1 John 2:3-7 - Sermon Bible Commentary

Bible Comments

1 John 2:3-7

Doing and Knowing.

I. St. John assumes that the knowledge of God is as possible, is as real, for human beings as any knowledge they can have of each other. Nay, he goes further than this. There are impediments to our knowledge of each other which he says do not exist with reference to that higher knowledge. We may know that we know Him, if we keep His commandments. I sometimes suspect that we give too loose a sense to that word "keep." No doubt it means to "obey." It does not mean more than that; for obedience is very comprehensive, a little too comprehensive for slow and narrow creatures such as we are. The word "keep," if we consider it, may help us to know what obedience is and what it is not. A friend gives me a token to keep for him; he wishes that it should remind me of him, that it should recall days which we have spent together. Perhaps it may be only a flower or a weed that was gathered in a certain place where we were walking or botanising; perhaps it is something precious in itself. If, instead of giving me anything, he enjoins me to do a certain act or not to do a certain act, I may be said as truly to keep that injunction as to keep the flower. To fulfil it is to remember him; it is a token of my fellowship with him, of my relation with him.

II. St. John began with this revelation of God to men in His Son. It was the ground of all his teaching. He had told the Ephesians already that there was that darkness, that covetousness, in them which St. Paul had found in himself, which had caused him so much horror. But he had told them also, as St. Paul had told them, that they were not created to walk in this darkness; that they might walk in the light which Christ had revealed, and have fellowship with it. So now, taking this for granted, he could tell them that these commandments might be kept as the commandments of a God who was at one with them in His Son, and that the more they kept them the more they would know of Him. Many in that time said, "We know God; but what are the commandments, what is common earthly morality, to us?" "I tell you," says St. John broadly and simply, "that if they are nothing to you, God is nothing to you." You may use what fine language you will; you may have what fine speculations you like; but it is in practice, in that daily practice of life, in the struggle with the temptations to cheat and slander, to be unchaste and to be covetous, which beset us all in different ways and forms, it is in revering parents and the name of God, it is in heeding God's rest and God's work, it is in keeping ourselves from idols, it is in worshipping Him as the common Deliverer, that we come to know Him thus, and only thus.

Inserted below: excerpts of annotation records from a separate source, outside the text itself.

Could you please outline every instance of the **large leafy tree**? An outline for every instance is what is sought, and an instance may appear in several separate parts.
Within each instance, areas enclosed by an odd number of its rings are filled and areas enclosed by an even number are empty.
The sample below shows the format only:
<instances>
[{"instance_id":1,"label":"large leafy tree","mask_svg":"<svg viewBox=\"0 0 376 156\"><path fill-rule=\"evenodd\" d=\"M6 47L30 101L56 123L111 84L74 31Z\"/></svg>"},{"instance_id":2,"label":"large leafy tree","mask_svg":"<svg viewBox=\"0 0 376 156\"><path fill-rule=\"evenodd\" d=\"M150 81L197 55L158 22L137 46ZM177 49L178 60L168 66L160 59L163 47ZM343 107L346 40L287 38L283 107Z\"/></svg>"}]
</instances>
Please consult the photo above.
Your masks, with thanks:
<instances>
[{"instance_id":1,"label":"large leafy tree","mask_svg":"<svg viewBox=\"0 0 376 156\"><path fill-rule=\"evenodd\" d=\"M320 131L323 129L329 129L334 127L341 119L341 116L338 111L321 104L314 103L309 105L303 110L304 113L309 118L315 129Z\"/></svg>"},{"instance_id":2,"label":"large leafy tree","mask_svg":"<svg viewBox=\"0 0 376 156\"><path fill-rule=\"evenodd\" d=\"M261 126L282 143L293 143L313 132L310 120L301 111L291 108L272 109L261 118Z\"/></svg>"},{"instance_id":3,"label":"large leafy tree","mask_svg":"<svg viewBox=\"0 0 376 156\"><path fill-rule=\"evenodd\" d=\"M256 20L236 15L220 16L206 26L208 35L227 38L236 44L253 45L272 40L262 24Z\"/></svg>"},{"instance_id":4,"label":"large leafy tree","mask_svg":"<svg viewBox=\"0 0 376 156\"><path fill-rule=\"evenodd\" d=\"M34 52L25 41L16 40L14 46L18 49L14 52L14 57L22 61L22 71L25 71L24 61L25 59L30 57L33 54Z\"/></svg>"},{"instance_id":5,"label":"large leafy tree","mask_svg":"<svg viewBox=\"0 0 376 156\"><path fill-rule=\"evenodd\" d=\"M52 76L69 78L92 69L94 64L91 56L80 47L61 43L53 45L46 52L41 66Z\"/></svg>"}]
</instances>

F. D. Maurice, The Epistles of St. John,p. 69.

References: 1 John 2:5. R. Duckworth, Christian World Pulpit,vol. xxxiv., p. 217. 1 John 2:6. Spurgeon, Sermons,vol. xxix., No. 1732. 1 John 2:7-11. Homiletic Magazine,vol. vi., p. 234.

1 John 2:3-7

3 And hereby we do know that we know him, if we keep his commandments.

4 He that saith, I know him, and keepeth not his commandments, is a liar, and the truth is not in him.

5 But whoso keepeth his word, in him verily is the love of God perfected: hereby know we that we are in him.

6 He that saith he abideth in him ought himself also so to walk, even as he walked.

7 Brethren, I write no new commandment unto you, but an old commandment which ye had from the beginning. The old commandment is the word which ye have heard from the beginning.